Tuesday, April 06, 2010

Blooming Bloodroot!


The one-day wonders are way early this year. I just checked my records for the three previous years and found that bloodroot flowers bloomed on April 25 in ’07, April 21 in ’08 and April 20 in ’09. So ’10 comes along and blows those dates away with a blooming date of April 5!

I should probably warn my readers that this week is shaping up to be “flower week” at Roundtop Ruminations. Unless I get a great fallout of migrating birds at the cabin this week, you’ll be seeing and hearing about the woodland flowers most of this week.

Bloodroot is such a pretty flower that I wish it lasted longer than a day or 1.5 days. I have about 20 blooms at the edge of my driveway this and every year. I have to be careful when I bring the car in not to go just a few inches wide and damage them. That’s how close they are.

Bloodroot is a native flower, spread by ants, which probably tells you something else about where I live. The sap is reddish, hence the name. Apparently, when make into a paste, it destroys skin tissue, so it’s not a particularly safe or useful plant, except for its beauty.

Although it’s not something you can easily see from photos, bloodroot flowers are quite a bit larger than the more typical wood flowers.
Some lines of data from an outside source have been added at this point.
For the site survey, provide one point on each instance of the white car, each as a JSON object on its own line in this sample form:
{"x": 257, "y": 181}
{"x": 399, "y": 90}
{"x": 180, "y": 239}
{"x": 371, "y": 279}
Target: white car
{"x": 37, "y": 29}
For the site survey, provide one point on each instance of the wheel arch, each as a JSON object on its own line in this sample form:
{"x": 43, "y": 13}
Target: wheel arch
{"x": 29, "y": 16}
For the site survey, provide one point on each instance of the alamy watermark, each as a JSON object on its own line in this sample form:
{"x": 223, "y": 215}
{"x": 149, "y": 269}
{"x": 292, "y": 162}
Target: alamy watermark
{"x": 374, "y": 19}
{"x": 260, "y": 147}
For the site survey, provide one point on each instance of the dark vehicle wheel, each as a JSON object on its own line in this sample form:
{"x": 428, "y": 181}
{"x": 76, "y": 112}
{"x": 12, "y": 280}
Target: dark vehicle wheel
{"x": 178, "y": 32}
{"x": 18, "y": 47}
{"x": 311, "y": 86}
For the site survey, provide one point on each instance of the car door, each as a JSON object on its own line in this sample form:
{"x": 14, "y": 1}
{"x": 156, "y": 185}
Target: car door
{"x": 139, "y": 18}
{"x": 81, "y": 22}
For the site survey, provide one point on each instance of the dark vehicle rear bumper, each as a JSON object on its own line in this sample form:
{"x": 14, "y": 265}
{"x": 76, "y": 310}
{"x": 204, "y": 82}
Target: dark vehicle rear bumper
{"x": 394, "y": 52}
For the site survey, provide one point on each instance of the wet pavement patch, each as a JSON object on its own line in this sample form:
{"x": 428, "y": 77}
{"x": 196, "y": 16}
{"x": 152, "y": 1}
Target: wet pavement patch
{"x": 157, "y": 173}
Many of the spring lovelies are tiny in the extreme, with flowers half an inch or smaller. Bloodroot flowers are about 2 inches across and very showy. The petals look somewhat waxy but don’t feel that way.

I'm still getting used to the fact that these flowers are blooming two weeks earlier than usual. That's a lot--a big "lot."  I'm going to mull that one over for a while.

7 comments:

dguzman said...

It's been so freakin' warm lately up here in Central PA that I'm going to head out tomorrow and look for boreal wildflowers. Not a lot of bird migrants yet, but like you I can appreciate those beautiful flowers!

Carolyn H said...

Good luck with those wildflowers. Seems to be more of those around than birds this week.

Carolyn H.

Folkways Note Book said...

Very nice post about a beautiful native wildflower. Native Americans used blood root as a ceremonial skin stain and also as a fabric dye. In homeopathic remedies it is used for various ailments, one being a cancer salve. I have known many folks that have used these homeopathic solutions. But you are right -- use with care.-- barbara

Carolyn H said...

Barbara: I ready about the bloodroot paste being used as a skin cancer treatment--and I also read that destroying the skin around the cancer apparently spread the cancer and in some cases caused it to metastasize. I think i'll still with just looking at the bloodroot!

Carolyn H.

Grizz………… said...

I've been so out of the blogging loop recently, I didn't realize you'd posted this bloodroot piece on the same day. Sorry.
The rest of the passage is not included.